Even Jordan supporters recognize the possibility of Democrats helping to elect an alternative candidate if Republicans cannot agree on a speaker among themselves.
"I would prefer there to be a Republican solution," Representative Mike Turner, who backs Jordan, told CBS' "Face the Nation."
"If there is a need, if the radical ... handful of people in the Republican side make us unable to return to general work on the House, then I think obviously a deal will have to be done," Turner said.
Jordan needs 217 Republican votes to be elected speaker on the floor over Democratic opposition, meaning that he can afford to lose no more than four party votes from a slim 221-212 House Republican majority.
But 55 Republicans opposed the Ohio Republican in a secret ballot on Friday, some of them bristling with hostility after No. 2 House Republican Steve Scalise was forced to withdraw from the speaker's race a day after being chosen as the party's first nominee, due to opposition from Jordan supporters.
"Jordan won't get the votes," said Representative Vern Buchanan, a Scalise supporter angered by the way the former candidate was treated by Jordan's supporters.
Others worry that the speaker's contest shows House Republicans to be at the mercy of an insidious strain of dysfunction.
"We've allowed a different process of democracy to take hold within our own conference, which is that majority doesn't rule," Representative Dan Crenshaw, a Jordan supporter, told CNN on Sunday.
"We've gotten away from that basic principle, and that's really killing us," the Texas Republican said.
Up to now, Jordan, his supporters and other Republicans have pushed to keep the fight for the speakership behind closed doors to avoid a recurrence of the public spectacle in January, when hardliners forced McCarthy to weather 15 grueling floor votes before being elected.
But Jordan supporters are now gambling that his endorsement by former President Donald Trump, and his popularity with the party's Trump wing and other Republicans, will undermine opposition in a series of recorded public floor votes.

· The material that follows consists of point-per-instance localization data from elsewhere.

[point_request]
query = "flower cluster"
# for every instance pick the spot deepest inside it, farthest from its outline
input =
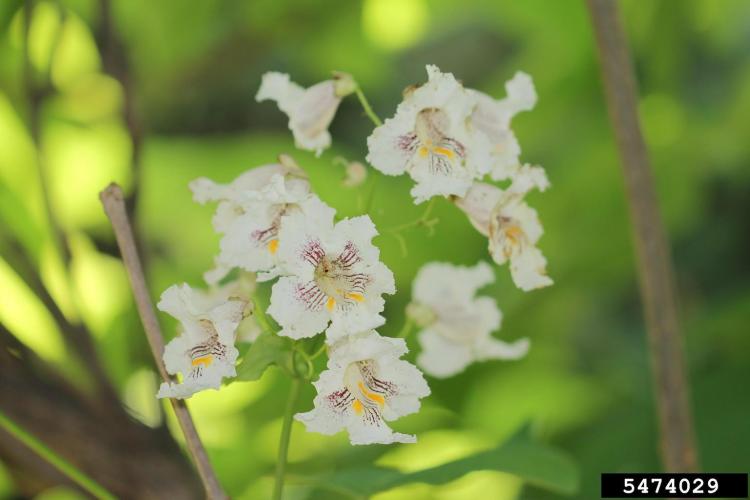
(326, 274)
(448, 138)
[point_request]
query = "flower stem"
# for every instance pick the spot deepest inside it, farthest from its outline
(366, 106)
(260, 315)
(286, 433)
(65, 467)
(406, 329)
(113, 201)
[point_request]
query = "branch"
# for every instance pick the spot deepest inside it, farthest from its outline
(116, 63)
(128, 458)
(114, 206)
(37, 88)
(654, 263)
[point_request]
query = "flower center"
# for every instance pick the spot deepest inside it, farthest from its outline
(510, 235)
(336, 282)
(268, 237)
(203, 355)
(430, 130)
(368, 393)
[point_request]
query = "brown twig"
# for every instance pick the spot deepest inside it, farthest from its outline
(116, 63)
(114, 205)
(654, 263)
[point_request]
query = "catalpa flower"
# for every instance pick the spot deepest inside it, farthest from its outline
(310, 110)
(249, 216)
(366, 385)
(492, 118)
(335, 276)
(429, 138)
(204, 351)
(457, 326)
(513, 228)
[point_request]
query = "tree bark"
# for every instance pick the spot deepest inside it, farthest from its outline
(126, 457)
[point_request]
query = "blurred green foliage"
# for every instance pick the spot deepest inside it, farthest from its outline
(586, 382)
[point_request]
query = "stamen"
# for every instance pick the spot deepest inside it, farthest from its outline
(357, 406)
(444, 151)
(372, 396)
(330, 304)
(203, 360)
(273, 246)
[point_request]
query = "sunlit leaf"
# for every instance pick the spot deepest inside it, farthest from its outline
(268, 349)
(535, 463)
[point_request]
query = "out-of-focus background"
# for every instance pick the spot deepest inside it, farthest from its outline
(172, 84)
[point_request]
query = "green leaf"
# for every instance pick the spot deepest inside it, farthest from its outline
(535, 463)
(268, 349)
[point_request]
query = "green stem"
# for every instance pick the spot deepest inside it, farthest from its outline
(75, 475)
(286, 433)
(406, 329)
(260, 315)
(423, 220)
(366, 106)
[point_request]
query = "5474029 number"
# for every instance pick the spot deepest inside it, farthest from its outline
(720, 485)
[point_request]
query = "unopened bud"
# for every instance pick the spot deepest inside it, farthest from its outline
(343, 84)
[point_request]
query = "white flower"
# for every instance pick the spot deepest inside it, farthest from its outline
(365, 385)
(492, 118)
(243, 288)
(457, 326)
(335, 276)
(513, 228)
(310, 110)
(204, 351)
(249, 216)
(428, 138)
(356, 174)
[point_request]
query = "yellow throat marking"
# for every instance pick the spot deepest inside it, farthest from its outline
(330, 303)
(273, 246)
(372, 396)
(203, 360)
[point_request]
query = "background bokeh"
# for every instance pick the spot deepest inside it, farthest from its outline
(195, 68)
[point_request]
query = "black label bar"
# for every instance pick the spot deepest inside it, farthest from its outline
(636, 485)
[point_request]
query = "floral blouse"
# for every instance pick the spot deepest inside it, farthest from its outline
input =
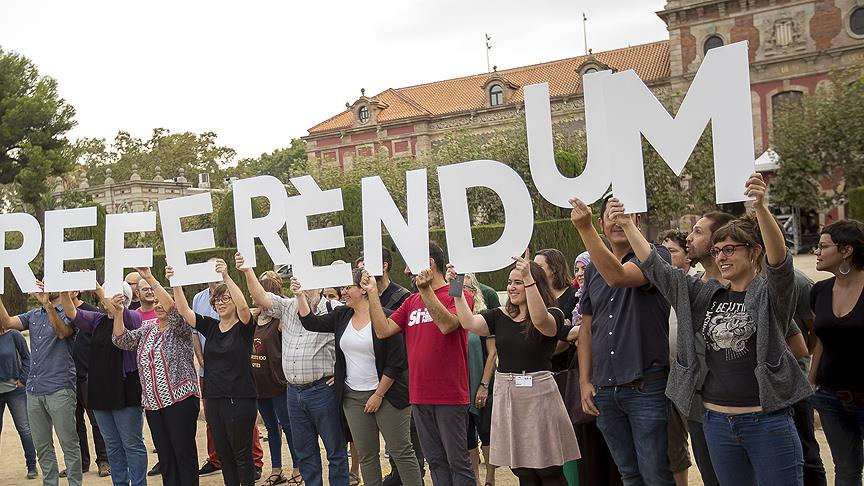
(164, 361)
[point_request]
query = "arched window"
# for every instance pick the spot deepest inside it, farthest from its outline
(856, 21)
(496, 95)
(712, 42)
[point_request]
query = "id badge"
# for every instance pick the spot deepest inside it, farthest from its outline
(526, 381)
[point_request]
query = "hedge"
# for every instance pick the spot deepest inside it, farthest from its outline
(856, 203)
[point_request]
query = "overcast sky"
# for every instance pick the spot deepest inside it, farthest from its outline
(260, 73)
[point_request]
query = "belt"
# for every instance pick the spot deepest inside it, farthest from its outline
(312, 383)
(846, 396)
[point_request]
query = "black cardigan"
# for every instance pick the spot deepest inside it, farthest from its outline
(390, 357)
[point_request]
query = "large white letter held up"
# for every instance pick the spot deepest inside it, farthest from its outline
(454, 181)
(720, 92)
(267, 227)
(178, 242)
(18, 259)
(411, 237)
(117, 256)
(594, 180)
(57, 250)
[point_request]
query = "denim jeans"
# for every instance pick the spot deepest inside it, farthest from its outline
(55, 411)
(754, 448)
(17, 402)
(313, 412)
(634, 422)
(274, 412)
(123, 432)
(843, 423)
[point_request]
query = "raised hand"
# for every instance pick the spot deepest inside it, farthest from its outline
(581, 214)
(756, 188)
(424, 279)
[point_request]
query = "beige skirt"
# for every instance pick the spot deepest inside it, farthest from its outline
(530, 426)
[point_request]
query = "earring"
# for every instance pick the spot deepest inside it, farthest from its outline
(845, 268)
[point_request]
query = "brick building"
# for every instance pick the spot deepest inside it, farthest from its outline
(794, 45)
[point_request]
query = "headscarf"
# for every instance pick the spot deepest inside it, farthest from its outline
(576, 318)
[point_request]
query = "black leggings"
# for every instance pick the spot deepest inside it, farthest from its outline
(231, 420)
(548, 476)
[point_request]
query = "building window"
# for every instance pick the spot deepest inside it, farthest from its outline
(856, 21)
(496, 96)
(712, 42)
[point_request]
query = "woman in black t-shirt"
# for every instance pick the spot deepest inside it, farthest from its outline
(531, 431)
(230, 388)
(838, 309)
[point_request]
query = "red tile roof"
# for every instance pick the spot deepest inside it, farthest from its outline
(650, 61)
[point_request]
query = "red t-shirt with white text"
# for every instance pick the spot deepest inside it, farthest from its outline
(437, 363)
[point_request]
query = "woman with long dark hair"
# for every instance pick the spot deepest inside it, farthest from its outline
(531, 430)
(838, 308)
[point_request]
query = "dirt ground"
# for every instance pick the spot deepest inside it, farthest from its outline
(13, 471)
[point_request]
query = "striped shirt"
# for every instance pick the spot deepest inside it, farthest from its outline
(164, 361)
(306, 356)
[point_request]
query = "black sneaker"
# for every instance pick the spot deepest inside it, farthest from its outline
(208, 468)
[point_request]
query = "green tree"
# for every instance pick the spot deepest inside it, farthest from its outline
(34, 120)
(821, 140)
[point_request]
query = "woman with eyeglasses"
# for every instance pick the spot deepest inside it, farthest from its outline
(743, 370)
(169, 385)
(835, 374)
(230, 388)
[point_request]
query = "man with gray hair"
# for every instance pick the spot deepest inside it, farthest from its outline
(50, 385)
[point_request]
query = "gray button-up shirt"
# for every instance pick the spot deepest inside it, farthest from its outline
(629, 327)
(51, 368)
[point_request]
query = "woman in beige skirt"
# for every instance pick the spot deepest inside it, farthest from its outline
(531, 431)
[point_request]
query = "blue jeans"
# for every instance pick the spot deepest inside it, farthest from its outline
(754, 448)
(634, 421)
(123, 431)
(274, 412)
(313, 412)
(17, 401)
(843, 423)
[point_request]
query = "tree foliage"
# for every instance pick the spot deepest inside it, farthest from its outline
(34, 120)
(821, 139)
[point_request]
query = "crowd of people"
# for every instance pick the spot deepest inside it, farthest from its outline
(710, 339)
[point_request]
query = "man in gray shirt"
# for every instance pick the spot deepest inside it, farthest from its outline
(51, 385)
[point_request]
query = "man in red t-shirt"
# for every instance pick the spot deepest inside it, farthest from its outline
(437, 369)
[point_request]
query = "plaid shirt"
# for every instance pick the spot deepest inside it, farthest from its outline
(306, 356)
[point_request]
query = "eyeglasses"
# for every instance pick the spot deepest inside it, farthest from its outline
(822, 246)
(727, 250)
(223, 300)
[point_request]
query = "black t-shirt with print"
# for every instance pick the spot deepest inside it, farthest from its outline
(520, 349)
(730, 352)
(227, 357)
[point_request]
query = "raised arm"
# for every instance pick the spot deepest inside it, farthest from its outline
(237, 296)
(772, 234)
(259, 296)
(616, 274)
(540, 316)
(383, 326)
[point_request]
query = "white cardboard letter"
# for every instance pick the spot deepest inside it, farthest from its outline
(720, 92)
(454, 181)
(57, 250)
(18, 260)
(411, 237)
(178, 242)
(303, 241)
(267, 227)
(594, 180)
(117, 256)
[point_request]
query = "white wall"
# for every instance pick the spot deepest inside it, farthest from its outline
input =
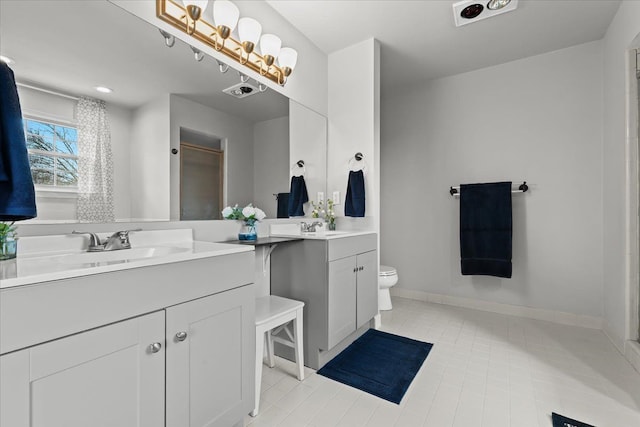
(354, 125)
(55, 206)
(150, 151)
(237, 136)
(271, 163)
(537, 119)
(624, 27)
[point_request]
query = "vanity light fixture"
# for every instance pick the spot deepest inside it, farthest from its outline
(103, 89)
(169, 40)
(198, 55)
(272, 61)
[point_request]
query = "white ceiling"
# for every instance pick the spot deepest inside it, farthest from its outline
(419, 40)
(73, 46)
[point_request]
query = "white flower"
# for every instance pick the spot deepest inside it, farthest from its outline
(248, 211)
(226, 212)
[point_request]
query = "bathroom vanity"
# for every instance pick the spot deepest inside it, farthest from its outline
(148, 341)
(336, 275)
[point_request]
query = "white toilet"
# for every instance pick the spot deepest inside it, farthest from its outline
(387, 277)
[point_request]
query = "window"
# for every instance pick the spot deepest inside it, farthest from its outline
(53, 154)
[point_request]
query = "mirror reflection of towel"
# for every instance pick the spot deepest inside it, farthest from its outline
(17, 194)
(354, 202)
(298, 196)
(485, 229)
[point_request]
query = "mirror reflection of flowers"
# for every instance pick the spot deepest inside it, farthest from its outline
(326, 212)
(249, 214)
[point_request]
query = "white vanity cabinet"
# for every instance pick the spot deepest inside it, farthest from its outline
(183, 357)
(110, 376)
(337, 280)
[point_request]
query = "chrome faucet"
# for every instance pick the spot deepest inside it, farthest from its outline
(309, 228)
(118, 240)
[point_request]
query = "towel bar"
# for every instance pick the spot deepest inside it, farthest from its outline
(522, 188)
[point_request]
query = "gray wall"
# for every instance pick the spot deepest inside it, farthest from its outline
(622, 30)
(538, 119)
(271, 163)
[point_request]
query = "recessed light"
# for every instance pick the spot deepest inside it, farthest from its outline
(497, 4)
(103, 89)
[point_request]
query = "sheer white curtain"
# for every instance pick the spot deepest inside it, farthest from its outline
(95, 162)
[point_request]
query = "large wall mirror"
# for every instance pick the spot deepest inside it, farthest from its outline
(181, 147)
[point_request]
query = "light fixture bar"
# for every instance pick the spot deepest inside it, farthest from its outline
(175, 14)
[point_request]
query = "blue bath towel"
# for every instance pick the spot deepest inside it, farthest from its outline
(17, 194)
(354, 202)
(283, 205)
(298, 196)
(486, 229)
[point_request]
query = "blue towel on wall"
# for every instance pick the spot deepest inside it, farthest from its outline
(486, 229)
(283, 205)
(354, 202)
(17, 194)
(297, 196)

"It's been said Jesus couldn't get to 217 in this conference, right? I think he'll have an easier time getting to 217 on the floor than Kevin did in January," said Representative Thomas Massie, a Jordan supporter.
It is not clear how resolved establishment and centrist Republicans who oppose Jordan will prove to be in public.
But Jordan's problems could extend beyond the dynamics of the speaker's race.
The co-founder of the ultraconservative House Freedom Caucus - whose hardball tactics made him the bane of successive speakers - also faces a lack of trust among centrist Republicans who remember him as one of the chamber's "legislative terrorists," despite his recent alignment with McCarthy.
While McCarthy was the first speaker in U.S. history ousted by a vote of the chamber, the last two Republicans to hold the job - John Boehner and Paul Ryan - also left under pressure from their right flanks.
Some of Jordan's opponents predict that other Republican candidates for speaker will jump into the race if he fails to get elected on the floor.
Should Jordan's bid for speaker stall, Republicans have identified several possibilities including No. 3 House Republican Tom Emmer, conservative Representatives Kevin Hern and Byron Donalds as well as acting Speaker Patrick McHenry, who is presiding over the speaker election.